Bob Dylan is about to kick off his AmericanaramA Tour, but he’s about to receive France’s highest honor. It was announced today (June 3) that the Legion d’Honneur awards committee confirmed the 72-year-old singer will receive France’s highest award.
This was a bit controversial, apparently. As France’s The Local (an English language publication that covers news about France) notes, France’s Le Canard Enchainé reported that “Jean-Louis Georgelin, a French army general and Great Chancellor of the Légion d’honneur, was none too pleased to receive the name of Dylan,” citing the songwriter’s anti-war songs like “Blowin’ In The Wind,” and “his pot-smoking past” (possibly using songs like “Rainy Day Women #12 & 35” as evidence).
But in a letter to the daily Le Monde published on Sunday (read a translated version here), Georgelin called the singer-songwriter an “exceptional artist” known in the United States and internationally as a “tremendous singer and great poet.”

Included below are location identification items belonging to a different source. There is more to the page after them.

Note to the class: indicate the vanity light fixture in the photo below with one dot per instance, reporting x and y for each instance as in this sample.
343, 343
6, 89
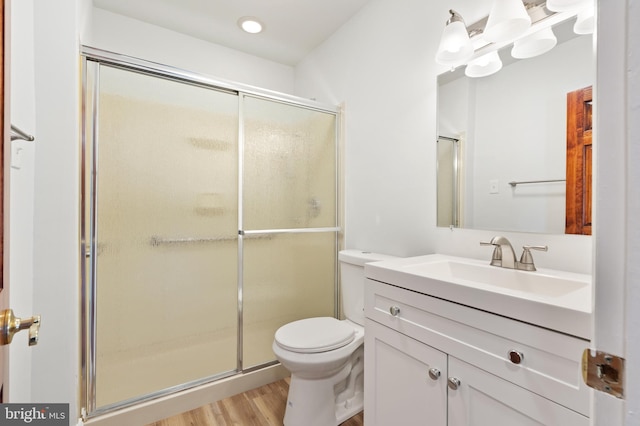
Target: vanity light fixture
455, 46
508, 20
535, 44
585, 23
484, 65
250, 24
567, 5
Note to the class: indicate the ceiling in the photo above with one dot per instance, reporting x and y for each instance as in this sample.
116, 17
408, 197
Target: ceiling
292, 27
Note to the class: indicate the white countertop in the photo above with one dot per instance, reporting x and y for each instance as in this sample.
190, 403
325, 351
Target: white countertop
567, 310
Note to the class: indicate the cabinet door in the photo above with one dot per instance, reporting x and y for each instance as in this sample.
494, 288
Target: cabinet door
398, 387
484, 399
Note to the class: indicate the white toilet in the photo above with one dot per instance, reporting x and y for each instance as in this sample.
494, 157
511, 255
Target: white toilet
326, 356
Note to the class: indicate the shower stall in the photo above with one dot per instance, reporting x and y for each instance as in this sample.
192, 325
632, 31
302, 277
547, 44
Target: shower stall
210, 220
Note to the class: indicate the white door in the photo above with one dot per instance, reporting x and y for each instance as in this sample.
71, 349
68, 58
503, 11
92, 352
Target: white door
479, 398
402, 384
617, 208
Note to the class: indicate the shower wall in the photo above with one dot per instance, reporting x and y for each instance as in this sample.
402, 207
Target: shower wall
179, 297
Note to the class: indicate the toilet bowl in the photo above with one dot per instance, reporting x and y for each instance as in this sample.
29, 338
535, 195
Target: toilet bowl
326, 356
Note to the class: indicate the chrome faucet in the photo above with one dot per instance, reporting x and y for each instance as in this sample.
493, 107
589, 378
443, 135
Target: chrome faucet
505, 257
498, 258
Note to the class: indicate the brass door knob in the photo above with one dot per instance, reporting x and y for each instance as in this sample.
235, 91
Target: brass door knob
10, 325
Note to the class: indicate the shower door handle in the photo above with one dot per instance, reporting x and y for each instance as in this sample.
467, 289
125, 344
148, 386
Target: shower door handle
10, 325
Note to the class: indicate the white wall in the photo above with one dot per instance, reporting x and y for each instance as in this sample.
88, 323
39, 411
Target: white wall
380, 64
55, 367
145, 41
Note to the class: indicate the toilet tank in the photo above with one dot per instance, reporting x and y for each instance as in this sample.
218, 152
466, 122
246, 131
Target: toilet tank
352, 281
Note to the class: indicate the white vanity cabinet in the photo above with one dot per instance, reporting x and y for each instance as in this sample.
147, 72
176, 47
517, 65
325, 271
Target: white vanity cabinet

Previous American recipients of the Legion d’Honneur award include Wynton Marsalis, Barbra Streisand and Elie Wiesel, as well as hundreds of World War II veterans.

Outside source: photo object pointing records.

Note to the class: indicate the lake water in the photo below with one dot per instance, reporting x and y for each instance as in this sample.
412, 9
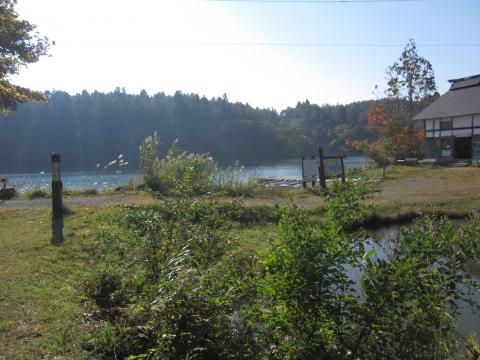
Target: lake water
104, 180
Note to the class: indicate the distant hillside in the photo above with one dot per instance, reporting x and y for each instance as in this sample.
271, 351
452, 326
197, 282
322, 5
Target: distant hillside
94, 128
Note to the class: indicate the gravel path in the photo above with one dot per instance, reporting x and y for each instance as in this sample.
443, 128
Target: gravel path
79, 201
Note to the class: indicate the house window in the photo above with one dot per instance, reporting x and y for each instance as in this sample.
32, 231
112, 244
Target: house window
446, 124
446, 146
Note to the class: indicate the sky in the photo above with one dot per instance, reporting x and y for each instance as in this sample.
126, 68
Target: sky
268, 54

Dylan has yet to issue a statement about the honor, whose award shelf (if he has one) would also include numerous GRAMMYs, an Oscar, a Golden Globe, the Polar Music Prize, a Kennedy Center Honors medal, and membership in both the Rock And Roll Hall Of Fame and the Songwriters Hall Of Fame. Last year, he added the Presidential Medal Of Freedom, America’s highest civilian honor.